In the non-deformed state of the light modulator with no voltage applied, the grating amplitude is λ ₀ /2 and the total round-trip optical path difference between the deformed strip and the beam reflected by the substrate is λ ₀ . Therefore, the phase of reflected light is enhanced.

Thus, in the undeformed state, the modulator 10 acts as a flat mirror when the modulator 10 reflects incident light. In Fig. 2, reference numeral 20 denotes incident light reflected by the modulator 10 in the undeformed state.

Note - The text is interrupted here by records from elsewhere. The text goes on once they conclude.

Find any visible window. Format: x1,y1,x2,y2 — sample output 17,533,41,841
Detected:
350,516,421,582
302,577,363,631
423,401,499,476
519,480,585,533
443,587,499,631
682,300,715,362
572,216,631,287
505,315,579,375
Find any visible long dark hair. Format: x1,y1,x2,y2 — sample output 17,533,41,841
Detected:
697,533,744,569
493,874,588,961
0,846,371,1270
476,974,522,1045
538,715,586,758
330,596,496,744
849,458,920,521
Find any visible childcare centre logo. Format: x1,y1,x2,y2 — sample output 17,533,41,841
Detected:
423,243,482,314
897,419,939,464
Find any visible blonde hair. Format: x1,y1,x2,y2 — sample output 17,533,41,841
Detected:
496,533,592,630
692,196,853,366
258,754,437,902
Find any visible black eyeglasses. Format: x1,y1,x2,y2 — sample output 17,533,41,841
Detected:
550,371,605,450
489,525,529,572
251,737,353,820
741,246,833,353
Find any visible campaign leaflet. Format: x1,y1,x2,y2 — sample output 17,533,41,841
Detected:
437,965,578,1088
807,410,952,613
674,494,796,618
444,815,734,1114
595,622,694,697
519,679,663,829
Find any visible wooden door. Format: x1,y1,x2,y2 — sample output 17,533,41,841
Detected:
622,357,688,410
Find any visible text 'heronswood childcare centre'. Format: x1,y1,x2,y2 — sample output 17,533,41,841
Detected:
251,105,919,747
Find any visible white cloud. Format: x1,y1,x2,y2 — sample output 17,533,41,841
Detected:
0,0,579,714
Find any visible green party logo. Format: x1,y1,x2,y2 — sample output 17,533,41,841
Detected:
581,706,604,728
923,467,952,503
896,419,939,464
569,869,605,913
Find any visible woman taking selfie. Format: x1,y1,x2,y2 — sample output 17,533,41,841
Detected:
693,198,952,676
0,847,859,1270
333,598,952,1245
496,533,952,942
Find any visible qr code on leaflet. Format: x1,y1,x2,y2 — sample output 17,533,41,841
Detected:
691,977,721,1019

When the correct voltage is applied between the deformable strip 18 and the substrate 16 , the electrostatic force moves the deformable strip 18 downward toward the surface of the substrate 16 . At this time, the grating amplitude is changed to λ ₀ /4. The total round-trip optical path difference is half the wavelength, and the light reflected by the deformed strip 18 and the light reflected by the substrate 16 interfere destructively.

Using this interference, the modulator diffracts the incident light 26 . In FIG. 3, reference numerals 28 and 30 respectively denote light beams interfering in +/- diffraction patterns (D+1, D-1) in the deformed state.

However, the light modulator invented by Bloom uses an electrostatic method to control the position of the micromirror. Reliability of controlling light is terrible.

The light modulators described in Bloom's patent can be used as devices for displaying images. In this case, a minimum of two adjacent cells can form a pixel. Of course, 3 cells can form a pixel, or 4 or 6 cells can form a pixel.

However, the light modulators described in Bloom's patent are limited in their ability to be miniaturized. That is, the optical modulator is limited in that its cells are formed with a width of not less than 3 μm and that the intervals between formed cells are not lower than 0.5 μm.

In addition, a minimum of two units is required to constitute a diffractive pixel, so there is a limit in miniaturization of the device.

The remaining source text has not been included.